Beginning with Pete, other players in turn got to sample berry blue, peach and tutti frutti jelly beans, as well as the far less appealing baby wipes, moldy cheese, and 'barf'. Sometimes the results improved, and sometimes they remained the same, but the suspense and curiosity about what horrible taste might be visited upon them next became a game in and of itself.

Four of the five players allowed themselves to be Bean Boozled, with both Pete and Audrey leading the way with six beans apiece, and no one escaping unscathed. Each victim seemed to take perverse pleasure in describing the experience, as with the moldy cheese: "You can really taste the rot.." Or with the barf: "I honestly thought that would be worse, because that's the only one of these flavours I've actually had before. Actually, I recommend the barf, as far as that goes."

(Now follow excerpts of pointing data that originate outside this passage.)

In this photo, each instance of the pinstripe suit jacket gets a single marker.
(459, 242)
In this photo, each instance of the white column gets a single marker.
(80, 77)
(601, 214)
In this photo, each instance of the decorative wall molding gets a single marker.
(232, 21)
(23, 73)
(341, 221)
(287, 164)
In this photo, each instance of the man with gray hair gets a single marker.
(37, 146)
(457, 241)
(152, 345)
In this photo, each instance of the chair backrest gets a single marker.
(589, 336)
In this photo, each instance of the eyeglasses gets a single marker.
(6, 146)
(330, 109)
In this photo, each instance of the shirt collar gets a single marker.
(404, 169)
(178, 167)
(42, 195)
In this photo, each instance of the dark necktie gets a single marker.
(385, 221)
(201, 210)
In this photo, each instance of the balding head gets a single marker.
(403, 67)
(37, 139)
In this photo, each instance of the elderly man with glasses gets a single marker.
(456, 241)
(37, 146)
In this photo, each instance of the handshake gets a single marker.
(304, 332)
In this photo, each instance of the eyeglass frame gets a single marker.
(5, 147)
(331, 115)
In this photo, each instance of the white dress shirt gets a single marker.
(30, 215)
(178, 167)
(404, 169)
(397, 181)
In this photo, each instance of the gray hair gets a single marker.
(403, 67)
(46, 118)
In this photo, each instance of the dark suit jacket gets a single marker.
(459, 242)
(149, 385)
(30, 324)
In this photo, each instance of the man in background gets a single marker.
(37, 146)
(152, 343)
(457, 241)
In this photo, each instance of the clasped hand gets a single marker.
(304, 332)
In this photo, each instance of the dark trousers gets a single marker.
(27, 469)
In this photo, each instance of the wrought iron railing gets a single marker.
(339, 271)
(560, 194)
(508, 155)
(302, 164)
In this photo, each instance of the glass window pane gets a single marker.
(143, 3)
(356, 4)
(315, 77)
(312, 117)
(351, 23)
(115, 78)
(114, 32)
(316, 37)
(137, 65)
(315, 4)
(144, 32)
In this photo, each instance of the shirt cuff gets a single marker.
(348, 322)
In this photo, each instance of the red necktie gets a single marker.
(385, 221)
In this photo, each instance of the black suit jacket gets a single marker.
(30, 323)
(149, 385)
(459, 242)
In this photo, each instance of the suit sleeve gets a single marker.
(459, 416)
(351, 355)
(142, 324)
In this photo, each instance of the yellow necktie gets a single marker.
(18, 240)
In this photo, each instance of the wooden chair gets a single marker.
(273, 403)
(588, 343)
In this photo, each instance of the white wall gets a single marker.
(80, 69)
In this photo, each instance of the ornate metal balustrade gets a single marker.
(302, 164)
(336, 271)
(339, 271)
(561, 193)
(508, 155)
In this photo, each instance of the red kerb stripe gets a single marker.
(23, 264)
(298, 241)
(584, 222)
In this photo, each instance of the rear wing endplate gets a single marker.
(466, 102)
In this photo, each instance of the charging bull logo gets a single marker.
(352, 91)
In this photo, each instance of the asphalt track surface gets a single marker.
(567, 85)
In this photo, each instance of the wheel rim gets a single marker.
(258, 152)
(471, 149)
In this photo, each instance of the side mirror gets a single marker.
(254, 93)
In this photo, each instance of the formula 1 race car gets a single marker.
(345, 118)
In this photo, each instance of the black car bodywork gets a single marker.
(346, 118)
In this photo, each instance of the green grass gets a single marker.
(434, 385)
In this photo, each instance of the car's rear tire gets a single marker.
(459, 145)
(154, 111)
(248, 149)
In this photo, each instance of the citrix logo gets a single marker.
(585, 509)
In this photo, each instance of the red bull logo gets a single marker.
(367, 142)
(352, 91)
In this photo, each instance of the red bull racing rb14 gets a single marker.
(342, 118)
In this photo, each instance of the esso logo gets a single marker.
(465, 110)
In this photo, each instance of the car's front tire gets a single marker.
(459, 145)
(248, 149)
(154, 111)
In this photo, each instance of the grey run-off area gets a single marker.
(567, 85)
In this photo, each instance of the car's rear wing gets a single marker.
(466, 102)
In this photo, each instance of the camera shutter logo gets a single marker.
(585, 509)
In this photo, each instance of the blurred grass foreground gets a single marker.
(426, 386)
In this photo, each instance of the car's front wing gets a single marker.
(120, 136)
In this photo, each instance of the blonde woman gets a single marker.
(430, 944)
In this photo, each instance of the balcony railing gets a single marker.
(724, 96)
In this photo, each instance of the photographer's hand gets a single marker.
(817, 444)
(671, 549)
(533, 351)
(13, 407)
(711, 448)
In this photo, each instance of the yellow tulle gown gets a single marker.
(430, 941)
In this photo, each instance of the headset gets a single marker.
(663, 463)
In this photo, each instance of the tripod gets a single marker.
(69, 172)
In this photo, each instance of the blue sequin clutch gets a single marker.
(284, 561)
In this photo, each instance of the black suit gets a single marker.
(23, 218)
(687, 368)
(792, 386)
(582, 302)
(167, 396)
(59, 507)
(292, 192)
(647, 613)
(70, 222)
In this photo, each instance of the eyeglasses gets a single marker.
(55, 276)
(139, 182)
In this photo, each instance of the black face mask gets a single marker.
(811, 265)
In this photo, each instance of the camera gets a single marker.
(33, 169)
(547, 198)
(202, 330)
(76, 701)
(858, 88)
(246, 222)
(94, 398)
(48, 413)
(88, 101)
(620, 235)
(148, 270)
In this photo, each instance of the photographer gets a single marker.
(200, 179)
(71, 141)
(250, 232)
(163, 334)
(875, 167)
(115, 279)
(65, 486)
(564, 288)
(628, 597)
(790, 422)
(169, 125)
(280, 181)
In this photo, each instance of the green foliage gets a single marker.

I certainly have a hard time picturing a more entertaining use for sixteen jelly beans, even if it did slow down gameplay somewhat. In the end, I think we all considered it time well spent, especially the two of us who stayed jellybean-free.

The best games feature difficult decisions: empty the vault to put that hotel on Boardwalk, or wait another turn? Commit your best unit to a highly contested objective or play a refused flank and hope attrition favours your side? Stand on 16 or take another card? Last night, it was fun to transcend the playing field for a moment and introduce a choice with immediate, real-world consequences, as whimsical and impermanent as they were.

And best of all, I still have at least have a package left for the next session, and many undiscovered flavours, both fair and foul!

1 comment:

  1. The Heroic Effort feat, which allows me to re-roll without eating obnoxious beans, really came in handy that night.